Я еле сдерживалась, чтобы не разрыдаться от бессилия или не накричать на нее. Она не поняла, ничего не поняла! Что делать? Как мне выбраться отсюда? Еще немного и я действительно сойду с ума.
Наверно, все мои эмоции отразились на лице, потому что отец, наконец, подошел ближе, сел рядом и обнял меня за плечи.

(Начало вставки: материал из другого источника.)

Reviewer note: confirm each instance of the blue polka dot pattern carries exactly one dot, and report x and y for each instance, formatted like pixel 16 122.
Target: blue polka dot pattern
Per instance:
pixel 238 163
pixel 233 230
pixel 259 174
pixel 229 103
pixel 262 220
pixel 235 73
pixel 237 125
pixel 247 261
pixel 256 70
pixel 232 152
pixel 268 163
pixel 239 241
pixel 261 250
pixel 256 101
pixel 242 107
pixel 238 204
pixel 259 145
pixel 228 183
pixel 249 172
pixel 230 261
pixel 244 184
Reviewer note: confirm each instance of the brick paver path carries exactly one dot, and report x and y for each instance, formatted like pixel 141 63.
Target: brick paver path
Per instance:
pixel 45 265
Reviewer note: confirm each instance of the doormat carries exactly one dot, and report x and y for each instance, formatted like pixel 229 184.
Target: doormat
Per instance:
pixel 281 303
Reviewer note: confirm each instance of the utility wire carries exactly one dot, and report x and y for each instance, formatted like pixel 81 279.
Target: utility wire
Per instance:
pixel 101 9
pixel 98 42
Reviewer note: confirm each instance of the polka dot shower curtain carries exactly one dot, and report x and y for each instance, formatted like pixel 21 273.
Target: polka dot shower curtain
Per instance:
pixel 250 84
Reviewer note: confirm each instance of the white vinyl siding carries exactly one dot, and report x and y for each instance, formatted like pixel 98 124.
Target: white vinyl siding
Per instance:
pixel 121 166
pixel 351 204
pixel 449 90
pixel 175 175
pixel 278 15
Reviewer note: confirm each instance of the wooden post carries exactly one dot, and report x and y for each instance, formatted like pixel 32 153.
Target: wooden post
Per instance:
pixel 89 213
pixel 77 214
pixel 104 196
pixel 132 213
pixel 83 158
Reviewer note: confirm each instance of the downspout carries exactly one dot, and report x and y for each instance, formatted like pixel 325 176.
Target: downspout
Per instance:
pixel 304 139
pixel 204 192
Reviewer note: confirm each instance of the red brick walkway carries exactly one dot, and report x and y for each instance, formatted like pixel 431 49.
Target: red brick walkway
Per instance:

— Ну, что ты? Перестань, — произнес он.
Я вцепилась в него руками, пытаясь найти хоть какую-то опору в моей сумасшедшей жизни. Мама стала быстро говорить, видимо, желая отвлечь меня:
— Расскажу тебе, что, пока ты тут, все очень беспокоятся. Андрей оформил для тебя отпуск без содержания по семейным обстоятельствам. О том, что ты здесь, никто не знает, с работой проблем не будет… Если, конечно, ты сможешь вернуться к ней.
Она горько вздохнула, но сдержалась, сумела взять себя в руки и не заплакать снова. Теперь отец обнимал нас обеих.
— Твой телефон постоянно звонил, особенно первые дни, — продолжила мама. — Не беспокойся, я ничего никому не сказала, просто отключила его.
Мне не стало легче от услышанного. Я не надеялась, знала, что это был Ник: беспокоился, звонил, не находя себе места, а я не могла ответить. Я засыпала и просыпалась с мыслями о нем. Молилась о том, чтобы он почувствовал, как мне плохо, как он нужен мне. Если все то, что он мне говорил, было правдой хотя бы на одну десятую, он должен был понять мое состояние.